Notes from the Chair

May, 1997

The story of the May riots in Boulder is the story of three lessons learned the hard way, in how to be effective in getting what you want.

  1. The general police crackdown on alcohol this year has been ineffective. The stated goals are to prevent the fistfights, rapes, traffic accidents and property damage associated with student partying in the past. But any gains they may have made have been erased by the riots.

    By way of analogy, suppose you had a puppy that jumped up on the couch every time you let it in the house. So you banish it from the house until it's a grown-up dog. Then, when it's as old as your friend's well-trained adult dogs, you let it in the house again. Surprise! It isn't any better trained than it was before. It hasn't learned the difference between responsible and irresponsible behavior. You should have let it stay in the house, and whacked it with a newspaper when it jumped on the couch; only then would it have learned what the indoor rules are.

    When the police don't make sufficient distinction between responsible, peaceful drinking and irresponsible, violent behavior, it should come as no surprise that young drinkers are not learning the distinction as well as they should. But this first lesson is being learned: Chief Koby said in a recent Boulder Planet interview that he now thinks the 18 drinking age is a "failed experiment".

  2. The riotous response to the policy was ineffective. I'm sure the rioters were frustrated, and angry at police in general; and perhaps it was emotionally satisfying to throw bricks at them. Martin Luther King's civil rights movement demonstrated that it can be very effective to sway your enemies with compassion and logic; but it's very hard to ward off the natural adrenaline rush and fighting instinct that makes violence so much more satisfying. Especially when you are drunk.

    If the students are going to fight the law and the city's enforcement policy, as I believe they should, they'll have to sit down and talk about it when they're sober, agree on exactly what they think their rights are, and peacefully insist on them every time the police bully fraternaties or bust parties. People, young or old, have the right to get stinking drunk, if they do so responsibly. No, drinking doesn't help the economy, feed the poor, or or bring tourist dollars to Boulder. But living in a free country means not having to justify everything you do as furthering a community goal.

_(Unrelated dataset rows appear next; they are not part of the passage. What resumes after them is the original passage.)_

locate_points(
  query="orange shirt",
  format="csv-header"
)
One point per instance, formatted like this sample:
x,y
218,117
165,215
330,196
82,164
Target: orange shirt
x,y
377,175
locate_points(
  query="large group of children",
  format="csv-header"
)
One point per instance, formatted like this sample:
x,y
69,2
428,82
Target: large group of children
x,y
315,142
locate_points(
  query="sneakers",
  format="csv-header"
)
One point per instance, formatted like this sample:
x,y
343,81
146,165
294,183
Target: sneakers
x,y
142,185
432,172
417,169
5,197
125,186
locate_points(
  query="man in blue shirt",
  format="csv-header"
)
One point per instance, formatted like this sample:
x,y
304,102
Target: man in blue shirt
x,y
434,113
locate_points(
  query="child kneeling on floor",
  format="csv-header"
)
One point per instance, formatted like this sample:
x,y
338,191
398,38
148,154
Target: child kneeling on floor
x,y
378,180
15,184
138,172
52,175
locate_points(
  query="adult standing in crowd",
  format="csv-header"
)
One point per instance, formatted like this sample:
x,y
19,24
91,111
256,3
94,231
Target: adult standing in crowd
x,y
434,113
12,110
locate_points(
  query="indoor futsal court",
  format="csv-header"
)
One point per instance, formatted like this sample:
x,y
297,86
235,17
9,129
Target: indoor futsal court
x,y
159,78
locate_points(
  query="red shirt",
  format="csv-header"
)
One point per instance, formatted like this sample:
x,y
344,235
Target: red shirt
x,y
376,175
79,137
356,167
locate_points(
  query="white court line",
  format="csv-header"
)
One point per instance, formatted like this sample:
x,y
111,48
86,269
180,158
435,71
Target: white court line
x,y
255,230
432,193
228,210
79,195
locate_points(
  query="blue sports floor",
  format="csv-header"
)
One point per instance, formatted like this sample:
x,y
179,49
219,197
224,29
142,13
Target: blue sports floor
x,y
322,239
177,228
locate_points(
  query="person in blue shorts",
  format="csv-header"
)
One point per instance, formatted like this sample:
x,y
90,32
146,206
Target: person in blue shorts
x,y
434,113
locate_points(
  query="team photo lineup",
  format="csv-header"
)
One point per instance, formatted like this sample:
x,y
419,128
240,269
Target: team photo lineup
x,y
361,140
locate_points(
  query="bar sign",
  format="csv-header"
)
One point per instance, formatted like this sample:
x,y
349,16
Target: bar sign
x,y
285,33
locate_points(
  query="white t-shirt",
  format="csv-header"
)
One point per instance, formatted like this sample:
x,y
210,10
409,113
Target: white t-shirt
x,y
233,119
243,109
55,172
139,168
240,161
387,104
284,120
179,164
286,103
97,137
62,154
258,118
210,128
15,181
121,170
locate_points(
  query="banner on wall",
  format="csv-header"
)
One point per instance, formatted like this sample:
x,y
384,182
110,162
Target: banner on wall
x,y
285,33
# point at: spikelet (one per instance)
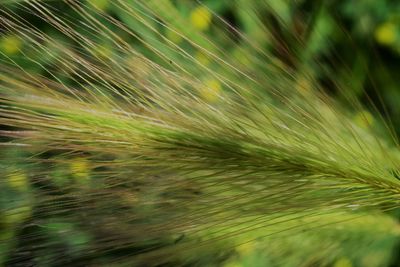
(131, 150)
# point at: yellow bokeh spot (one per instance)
(18, 180)
(364, 119)
(303, 85)
(386, 33)
(173, 36)
(80, 168)
(343, 262)
(202, 58)
(200, 18)
(10, 44)
(211, 90)
(99, 4)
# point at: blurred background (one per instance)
(351, 48)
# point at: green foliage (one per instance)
(177, 133)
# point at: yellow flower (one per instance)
(80, 168)
(173, 36)
(386, 33)
(200, 18)
(11, 44)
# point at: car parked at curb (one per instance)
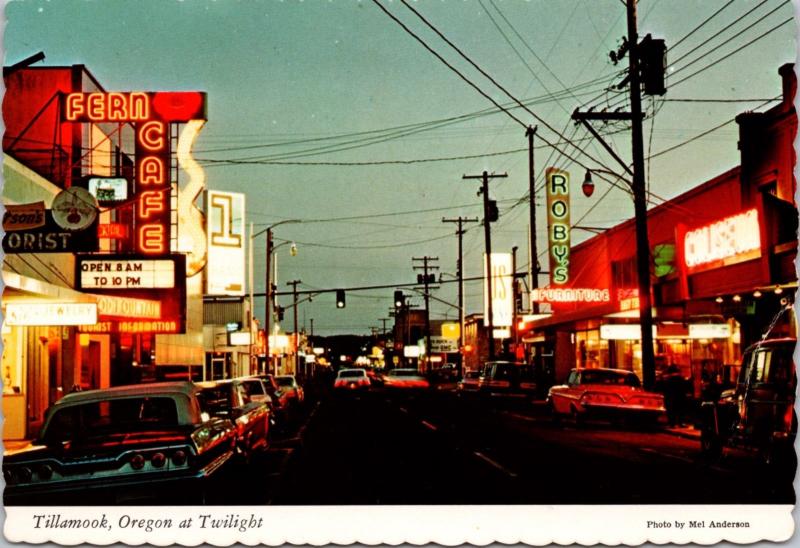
(126, 444)
(231, 399)
(507, 378)
(405, 378)
(351, 379)
(289, 384)
(758, 414)
(608, 394)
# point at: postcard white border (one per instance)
(416, 525)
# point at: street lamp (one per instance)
(268, 291)
(642, 269)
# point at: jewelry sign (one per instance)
(558, 228)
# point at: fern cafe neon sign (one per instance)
(151, 113)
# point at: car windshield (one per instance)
(403, 373)
(215, 400)
(111, 416)
(599, 376)
(352, 373)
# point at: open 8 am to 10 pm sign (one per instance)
(558, 229)
(135, 277)
(225, 269)
(151, 113)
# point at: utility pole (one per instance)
(533, 268)
(426, 280)
(268, 303)
(489, 214)
(632, 48)
(640, 204)
(294, 283)
(460, 273)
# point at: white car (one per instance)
(352, 379)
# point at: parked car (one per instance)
(288, 383)
(231, 399)
(281, 400)
(508, 378)
(605, 394)
(758, 414)
(469, 382)
(126, 444)
(406, 378)
(351, 379)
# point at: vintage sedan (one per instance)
(122, 445)
(352, 379)
(605, 394)
(406, 378)
(289, 384)
(232, 399)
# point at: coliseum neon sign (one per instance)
(730, 240)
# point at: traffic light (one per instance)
(340, 301)
(653, 63)
(493, 213)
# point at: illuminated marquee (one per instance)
(151, 113)
(558, 228)
(570, 295)
(126, 274)
(727, 241)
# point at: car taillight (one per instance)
(137, 461)
(25, 474)
(158, 460)
(594, 397)
(45, 472)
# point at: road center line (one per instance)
(495, 464)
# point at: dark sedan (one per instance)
(121, 445)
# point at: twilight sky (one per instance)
(332, 107)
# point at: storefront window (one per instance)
(590, 350)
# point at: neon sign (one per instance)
(558, 233)
(151, 113)
(570, 295)
(730, 240)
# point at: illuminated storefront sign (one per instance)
(623, 332)
(502, 294)
(133, 327)
(23, 216)
(730, 240)
(126, 273)
(709, 331)
(108, 305)
(151, 113)
(108, 189)
(570, 295)
(50, 313)
(558, 228)
(225, 269)
(50, 238)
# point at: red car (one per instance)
(605, 394)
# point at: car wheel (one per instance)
(555, 416)
(577, 417)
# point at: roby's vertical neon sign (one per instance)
(151, 114)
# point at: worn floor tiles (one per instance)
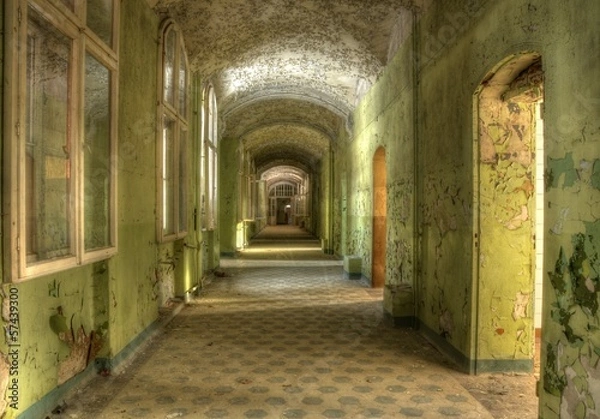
(281, 339)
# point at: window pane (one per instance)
(168, 184)
(99, 18)
(182, 181)
(182, 84)
(212, 187)
(96, 151)
(169, 68)
(48, 164)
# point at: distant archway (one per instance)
(379, 219)
(509, 214)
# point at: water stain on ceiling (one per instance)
(289, 73)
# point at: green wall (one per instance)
(458, 45)
(109, 305)
(229, 222)
(384, 118)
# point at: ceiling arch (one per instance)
(295, 142)
(288, 74)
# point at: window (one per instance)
(173, 134)
(209, 198)
(61, 134)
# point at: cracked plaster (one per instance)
(294, 64)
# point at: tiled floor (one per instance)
(281, 339)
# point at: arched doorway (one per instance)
(508, 202)
(379, 219)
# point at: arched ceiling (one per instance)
(289, 73)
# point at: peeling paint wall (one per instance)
(385, 118)
(460, 43)
(228, 194)
(506, 226)
(69, 318)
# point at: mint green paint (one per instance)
(576, 287)
(41, 351)
(595, 179)
(228, 194)
(385, 118)
(562, 171)
(454, 58)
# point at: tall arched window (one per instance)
(60, 128)
(172, 134)
(210, 159)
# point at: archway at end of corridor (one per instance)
(379, 219)
(508, 218)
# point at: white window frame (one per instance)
(71, 24)
(172, 112)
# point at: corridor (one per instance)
(279, 337)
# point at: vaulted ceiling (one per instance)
(289, 73)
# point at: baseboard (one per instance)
(474, 366)
(463, 363)
(400, 321)
(356, 276)
(43, 407)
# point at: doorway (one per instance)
(379, 219)
(508, 230)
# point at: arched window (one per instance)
(209, 197)
(61, 78)
(172, 139)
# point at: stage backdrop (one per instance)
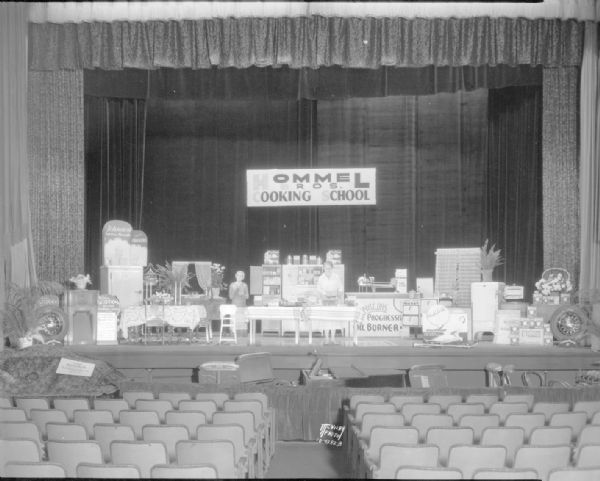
(431, 153)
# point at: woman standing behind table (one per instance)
(238, 294)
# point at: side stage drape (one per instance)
(16, 246)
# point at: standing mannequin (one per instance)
(238, 294)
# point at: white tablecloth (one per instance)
(177, 316)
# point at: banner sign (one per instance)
(305, 187)
(381, 317)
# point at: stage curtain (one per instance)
(513, 215)
(57, 175)
(195, 198)
(298, 42)
(325, 83)
(589, 174)
(114, 160)
(560, 174)
(17, 262)
(62, 12)
(429, 153)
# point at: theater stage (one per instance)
(382, 361)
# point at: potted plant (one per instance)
(172, 280)
(20, 314)
(490, 259)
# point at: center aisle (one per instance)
(297, 459)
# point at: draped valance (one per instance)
(306, 42)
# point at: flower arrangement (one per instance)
(168, 277)
(81, 281)
(217, 273)
(554, 280)
(490, 256)
(18, 316)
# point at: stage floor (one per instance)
(372, 357)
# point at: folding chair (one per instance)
(169, 435)
(41, 417)
(589, 407)
(542, 458)
(469, 458)
(399, 400)
(444, 400)
(174, 397)
(190, 419)
(68, 405)
(418, 472)
(19, 450)
(512, 438)
(160, 406)
(220, 454)
(104, 434)
(478, 422)
(527, 421)
(588, 456)
(552, 435)
(548, 409)
(409, 410)
(424, 422)
(505, 473)
(115, 406)
(12, 414)
(576, 420)
(380, 435)
(218, 397)
(393, 456)
(457, 410)
(66, 432)
(132, 396)
(89, 418)
(22, 430)
(574, 474)
(227, 313)
(427, 376)
(27, 404)
(142, 454)
(503, 409)
(71, 453)
(369, 421)
(138, 419)
(487, 399)
(170, 471)
(119, 471)
(252, 436)
(446, 437)
(23, 469)
(208, 407)
(244, 454)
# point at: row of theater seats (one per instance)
(138, 435)
(461, 436)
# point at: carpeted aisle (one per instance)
(305, 459)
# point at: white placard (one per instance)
(107, 327)
(305, 187)
(75, 368)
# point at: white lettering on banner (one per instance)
(381, 317)
(299, 187)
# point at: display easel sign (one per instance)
(116, 243)
(107, 328)
(138, 253)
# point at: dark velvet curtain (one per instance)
(114, 169)
(514, 183)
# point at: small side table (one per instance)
(218, 367)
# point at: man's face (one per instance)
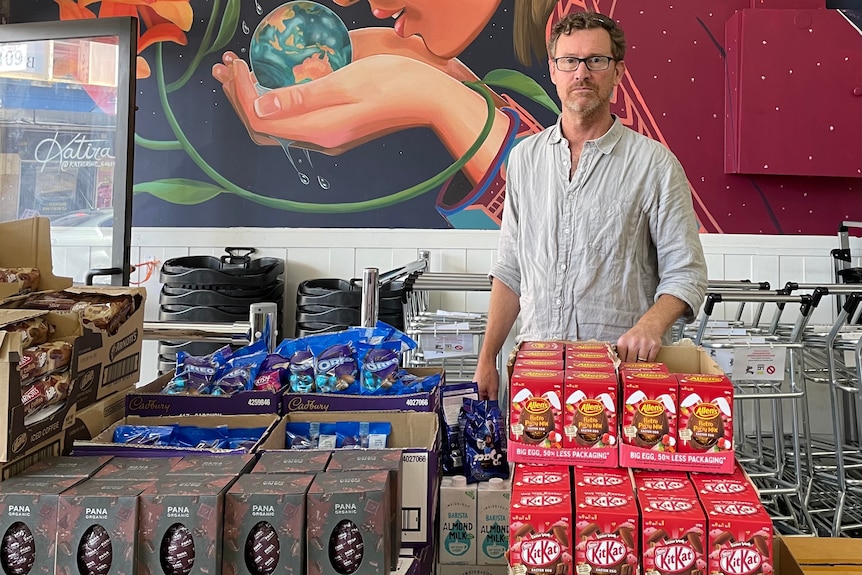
(446, 26)
(582, 91)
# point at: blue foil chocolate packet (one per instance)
(482, 427)
(144, 434)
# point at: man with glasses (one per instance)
(599, 238)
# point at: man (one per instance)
(599, 238)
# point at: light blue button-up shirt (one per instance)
(588, 255)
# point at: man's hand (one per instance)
(488, 379)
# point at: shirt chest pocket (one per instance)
(612, 224)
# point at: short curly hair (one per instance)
(587, 21)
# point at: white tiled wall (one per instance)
(316, 253)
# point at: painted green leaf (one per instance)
(522, 84)
(180, 190)
(229, 22)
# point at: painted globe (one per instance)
(298, 42)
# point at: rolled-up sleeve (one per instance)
(507, 268)
(682, 266)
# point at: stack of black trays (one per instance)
(325, 305)
(206, 289)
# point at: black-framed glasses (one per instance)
(593, 63)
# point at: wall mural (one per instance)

That has to be patiently explained to the establishment, but the riot failed to explain anything.

    But since the riots, the letters sections of the newspapers have been full of reasoned arguments against the drinking age. Maybe the second lesson is being learned.

  3. The police were ineffective in their first attempts to quell the riots. Damage was being done and people were being injured; the cops did have to act. Yet the macho display of force apparently stirred the anger of the crowd. It may have been justified, but it wasn't effective: a lot of damage was done.

    I hope the police take to heart the effectiveness of Monday's actions; individual students in the crowd put out fires and broke up fights. Because they weren't dressed like stormtroopers, it was easier for would-be rioters to see that the peacekeepers weren't enemies, or symbols of oppression, or anything else; just people like themselves who didn't want another fight. Perhaps the police will continue to use plainclothed anti-agitators (on or off the police department payroll), when circumstances permit.

All three of the riot's lessons were the same Taoist idea: sometimes not-doing is more effective than doing. Police can teach responsible alcohol use by standing aside and letting the students learn; students can oppose bad policy by non-cooperation better than by rioting; police can prevent a riot by blending in and redirecting it, judo-like, rather than mounting a full frontal assault. This common theme is part of the philosophical foundation for libertarianism: it's the best explanation for our paradoxical claim that "the government which governs least, governs best".